# taz.de -- Proteste gegen Orbán: Blockbildung in Ungarn
       
       > Schlechte Versorgung und massive Einflussnahme durch Orbáns autoritäre
       > Regierung treibt Schüler:innen und Lehrer:innen gemeinsam auf die
       > Straße.
       
 (IMG) Bild: Seite wechseln: Schüler:innen und Lehrer:innen protestieren auf dem Franziskanerplatz in Budapest
       
       Budapest/Szeged taz | Es ist Frühling 2023 und im Bohemien-Lokal Kelesztő
       in Szeged im Süden Ungarns dringt HipHop aus den Boxen. An einem der Tische
       sitzt die Spanisch- und Englischlehrerin Agnes Batc mit zwei
       Schüler:innen ihres Gymnasiums.
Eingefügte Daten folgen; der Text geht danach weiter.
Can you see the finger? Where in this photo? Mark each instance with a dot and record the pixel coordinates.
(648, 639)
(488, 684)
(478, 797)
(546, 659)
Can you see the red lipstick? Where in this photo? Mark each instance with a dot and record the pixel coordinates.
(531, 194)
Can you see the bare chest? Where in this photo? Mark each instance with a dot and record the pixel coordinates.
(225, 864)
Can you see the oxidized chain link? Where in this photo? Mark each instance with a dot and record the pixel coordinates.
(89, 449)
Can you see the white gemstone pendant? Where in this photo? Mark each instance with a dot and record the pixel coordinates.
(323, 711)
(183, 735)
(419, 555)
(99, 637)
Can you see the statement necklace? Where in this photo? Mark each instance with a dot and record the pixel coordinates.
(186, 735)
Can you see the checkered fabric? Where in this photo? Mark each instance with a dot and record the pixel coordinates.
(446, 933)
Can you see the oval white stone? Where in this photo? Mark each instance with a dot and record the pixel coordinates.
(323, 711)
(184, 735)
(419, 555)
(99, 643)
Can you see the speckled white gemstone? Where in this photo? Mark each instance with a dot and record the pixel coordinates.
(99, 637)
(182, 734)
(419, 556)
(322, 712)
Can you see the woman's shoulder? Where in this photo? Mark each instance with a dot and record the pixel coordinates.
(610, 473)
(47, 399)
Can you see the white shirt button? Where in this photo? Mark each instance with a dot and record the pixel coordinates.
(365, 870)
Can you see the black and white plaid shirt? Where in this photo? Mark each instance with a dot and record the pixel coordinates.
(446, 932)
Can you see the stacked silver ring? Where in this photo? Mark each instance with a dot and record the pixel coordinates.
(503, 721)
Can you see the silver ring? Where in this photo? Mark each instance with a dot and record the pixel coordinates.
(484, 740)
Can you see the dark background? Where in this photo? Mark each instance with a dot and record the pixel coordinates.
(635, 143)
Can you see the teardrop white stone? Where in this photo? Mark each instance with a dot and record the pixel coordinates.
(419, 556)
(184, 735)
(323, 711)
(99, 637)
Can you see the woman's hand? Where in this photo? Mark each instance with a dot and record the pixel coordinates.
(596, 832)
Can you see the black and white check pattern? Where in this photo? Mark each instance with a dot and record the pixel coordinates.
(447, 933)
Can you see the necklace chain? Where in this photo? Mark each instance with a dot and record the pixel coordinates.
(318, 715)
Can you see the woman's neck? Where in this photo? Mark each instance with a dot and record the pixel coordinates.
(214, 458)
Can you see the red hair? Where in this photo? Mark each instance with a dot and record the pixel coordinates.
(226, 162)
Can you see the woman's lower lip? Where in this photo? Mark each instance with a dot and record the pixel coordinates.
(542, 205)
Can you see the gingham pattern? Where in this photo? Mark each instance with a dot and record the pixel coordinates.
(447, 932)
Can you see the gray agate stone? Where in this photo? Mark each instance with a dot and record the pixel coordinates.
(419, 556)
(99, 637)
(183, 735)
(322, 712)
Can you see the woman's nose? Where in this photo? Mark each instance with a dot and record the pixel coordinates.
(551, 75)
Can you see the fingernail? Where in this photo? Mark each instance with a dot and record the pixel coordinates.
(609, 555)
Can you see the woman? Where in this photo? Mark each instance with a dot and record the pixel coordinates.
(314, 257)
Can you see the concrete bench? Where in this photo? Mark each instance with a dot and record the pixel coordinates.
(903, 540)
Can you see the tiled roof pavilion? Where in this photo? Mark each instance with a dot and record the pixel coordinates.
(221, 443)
Im gemütlichen Restaurant lassen sie die
       hektischen letzten Wochen ihres Schulalltags Revue passieren. Es scheint,
       als ob die Hierarchien aufgehoben sind. Denn die Art und Weise, wie sich
       Agnes Batc und ihre Schüler:innen begegnen, erinnert eher an ein
       familiäres Zusammentreffen denn an ein formelles Verhältnis.
       
       Der Grund für die Harmonie liegt darin, dass Schüler:innen und
       Lehrer:innen in Ungarn gemeinsam die Bildungsinstitutionen des Landes
       herausfordern – und zu den neuen größten Feind:innen der Orbán-Regierung
       auserkoren wurden. Seit über einem Jahr protestieren sie für eine bessere
       Bildungspolitik in Schulhöfen und auf der Straße. Sie legen die Arbeit
       nieder, schwänzen den Unterricht und mobilisieren Tausende im ganzen Land.
       
       Seit dem Amtsantritt von Viktor Orbán im Jahr 2010 erfährt die
       Bildungspolitik eine stetige Zentralisierung. Ziel ist es, die Kontrolle
       über die Bildungsinhalte zu erhöhen und die Ausgaben stärker zu regulieren.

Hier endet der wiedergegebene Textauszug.